Complete report
Why
GAO (United States
Government Accountability Office) Did This Study
Almost
7 million children aged 3 to 21 received special education services under Part
B of the Individuals with Disabilities Education Act (IDEA)in school year 2016-17.
IDEA contains options parents and school districts may use to address disputes
that arise related to the education of a student with a disability. These
options include mediation and due process complaints, which can be used by parents
and school districts; and state complaints, which can be used by any
organization or individual, including the child’s parent, alleging an IDEA violation.
GAO was asked to review parents’ use of IDEA dispute resolution options.
This report examines
(1) how often IDEA dispute resolution options are used, and whether use in
selected states varies across school district-level socioeconomic or demographic
characteristics; and (2) what challenges parents face in using IDEA dispute resolution
options and how Education and selected states help facilitate parents’ use of these
options.
GAO reviewed publicly
available data on dispute resolution at the state level and collected data at
the school district level from five states—Massachusetts, Michigan, New Jersey,
Ohio, and Pennsylvania—selected based on the number of disputes initiated and
school district characteristics, among other factors.
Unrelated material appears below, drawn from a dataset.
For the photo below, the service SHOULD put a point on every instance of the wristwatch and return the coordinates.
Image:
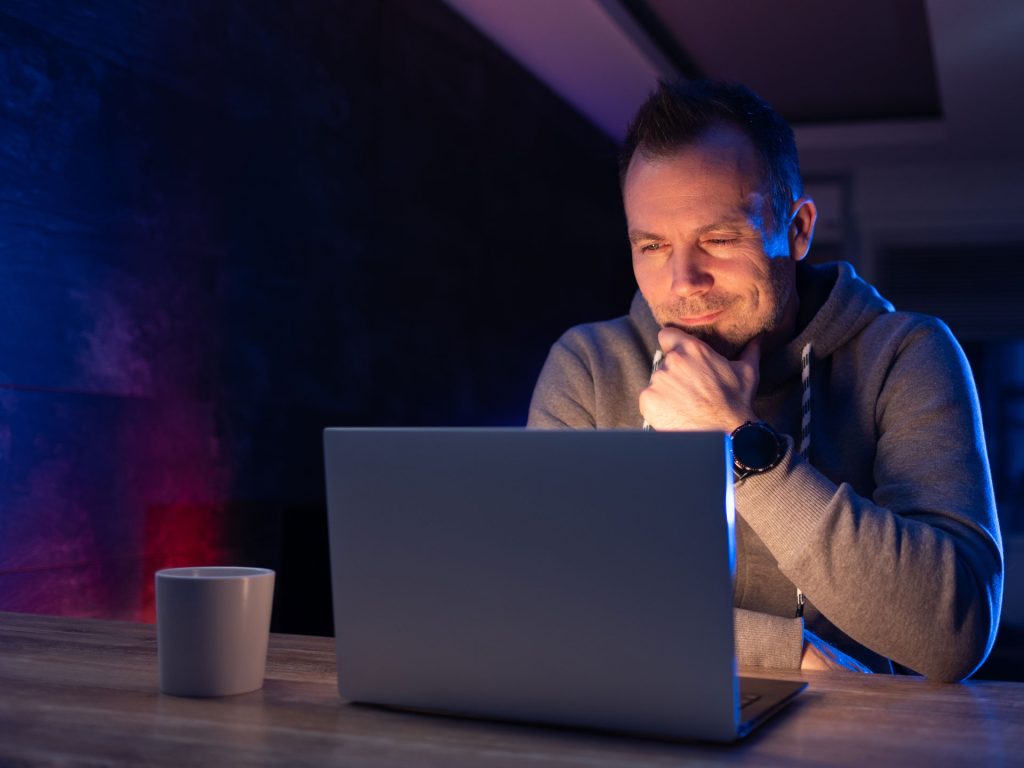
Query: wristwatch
(756, 449)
GAO also reviewed
relevant federal laws, regulations, and Education and state documents; and interviewed
Education officials, state officials, staff from organizations providing technical
assistance in these five states, and other national advocacy organizations.
What
GAO Found
In
school year 2016-17, 35,142 special education disputes were filed nationwide,and
in five selected states GAO reviewed, dispute resolution options varied across
school districts with different socioeconomic and demographic characteristics.
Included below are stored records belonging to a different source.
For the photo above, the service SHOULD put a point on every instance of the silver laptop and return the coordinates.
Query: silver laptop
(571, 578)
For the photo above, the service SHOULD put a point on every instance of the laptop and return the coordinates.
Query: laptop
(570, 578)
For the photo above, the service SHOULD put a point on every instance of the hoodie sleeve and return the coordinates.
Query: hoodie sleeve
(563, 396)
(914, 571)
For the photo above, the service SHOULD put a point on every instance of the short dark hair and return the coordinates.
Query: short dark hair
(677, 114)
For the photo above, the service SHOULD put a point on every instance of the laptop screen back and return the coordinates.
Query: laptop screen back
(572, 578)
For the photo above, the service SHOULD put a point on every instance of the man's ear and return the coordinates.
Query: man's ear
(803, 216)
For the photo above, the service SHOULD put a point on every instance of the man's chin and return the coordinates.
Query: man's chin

The Individuals with Disabilities Education Act (IDEA) provides parents several
ways to file and resolve disputes about plans and services that school districts
provide to students with disabilities. A greater proportion of very high-income
school districts had dispute resolution activity as well as higher rates of
dispute activity than very low-income districts in most of the five states GAO reviewed.
GAO
also found that in most of these states, a smaller proportion of predominately
Black and/or Hispanic districts had dispute resolution activity compared to
districts with fewer minority students; however, predominately Black and/or
Hispanic districts generally had higher rates of such activity. Technical assistance
providers and others told GAO that parents used dispute resolution most often for
issues related to school decisions about evaluations, placement, services and
supports, and discipline of their children.
Parents
may face a variety of challenges in using IDEA dispute resolution, and the
Department of Education and states provide several kinds of support that, in part,
may address some of these challenges. Stakeholders cited challenges such as paying
for attorneys and expert witnesses at a due process hearing, parents’ reluctance
to initiate disputes because they feel disadvantaged by the school district’s
knowledge and financial resources, and parents’ lack of time off from work to
attend due process hearings. Education and state agencies provide technical
assistance to support parents’ understanding of their rights under IDEA and to
facilitate their use of dispute resolution options, for example, by providing informational
documents and phone help lines to parents.